# artist



## SoONicK

Hi,
Can I know the word for "artist" in greek?
I know that it is something like tecnique, but i don't know the exact word.
Thanks


----------



## shawnee

You will find the answer in the WR dictionary at the top of the page.


----------



## SoONicK

Of course, but I don't know the greek language


----------



## Perseas

Hi SoONick, 

From the WR dictionary : _artist = καλλιτέχνης _, 

in a context like that of the example: _This *artist* works in metal, plaster and paints_.


----------



## SoONicK

How can be this translated in my alphabet?


----------



## Perseas

καλλιτέχνης = kalitexnis 
*accent on -e-
*x roughly is pronounced like h in 'hi' .


----------



## SoONicK

Ok very good and thank you so much 
Is this a composite word? If yes, what is "kali" (I hear the assonance for texnis...)?


----------



## apmoy70

SoONicK said:


> Ok very good and thank you so much
> Is this a composite word? If yes, what is "kali" (I hear the assonance for texnis...)?


Hi SoONick,
Historically the six arts--> Painting, sculpture, architecture, music, dancing, photography (now seven if you include cinematography) are called in Greek _Καλές τέχνες_ (kalés téxnes) which translates as _fine arts_.
The person engaged in one of the said arts, is called in Greek καλλιτέχνης, i.e. _fine-artist_.
Τhe kalo-, kali-, kalli-, kallo- parts, suggest something _good, fine_ in Greek (both physically and morally).
Hope it helps


----------



## hatzi13

SoONicK said:


> Ok very good and thank you so much
> Is this a composite word? If yes, what is "kali" (I hear the assonance for texnis...)?

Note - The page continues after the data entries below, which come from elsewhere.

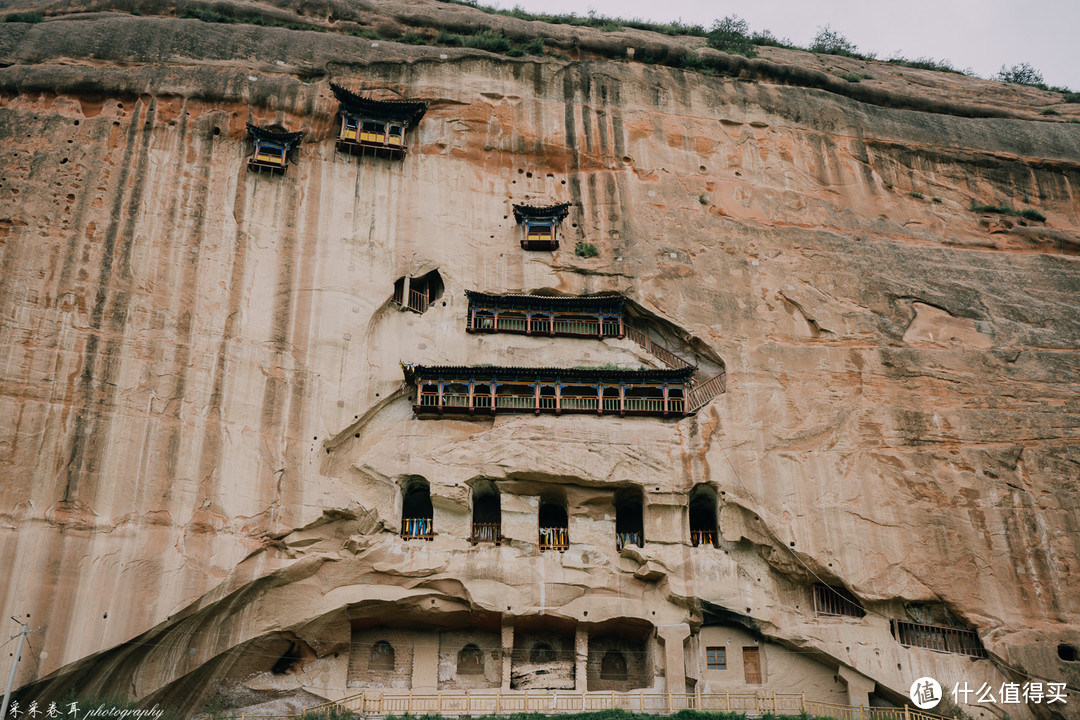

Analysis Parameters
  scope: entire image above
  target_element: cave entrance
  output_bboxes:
[401,477,435,540]
[471,480,502,545]
[539,500,570,553]
[615,488,645,552]
[690,485,720,547]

It is kali=good, nice, buono + texnis=art, arte


----------



## SoONicK

Perfect!
Thank you so so much!


----------



## Acestor

Hi. You should actually transliterate this as _callitechnes_. _Calli_ is known from words such as _callisthenics_ or _calligraphy_. _Techn_- can also be found in words such as _technical_. As a matter of fact, someone has created the word _Callitechnic_ (for "artistic") as the name of a company.


----------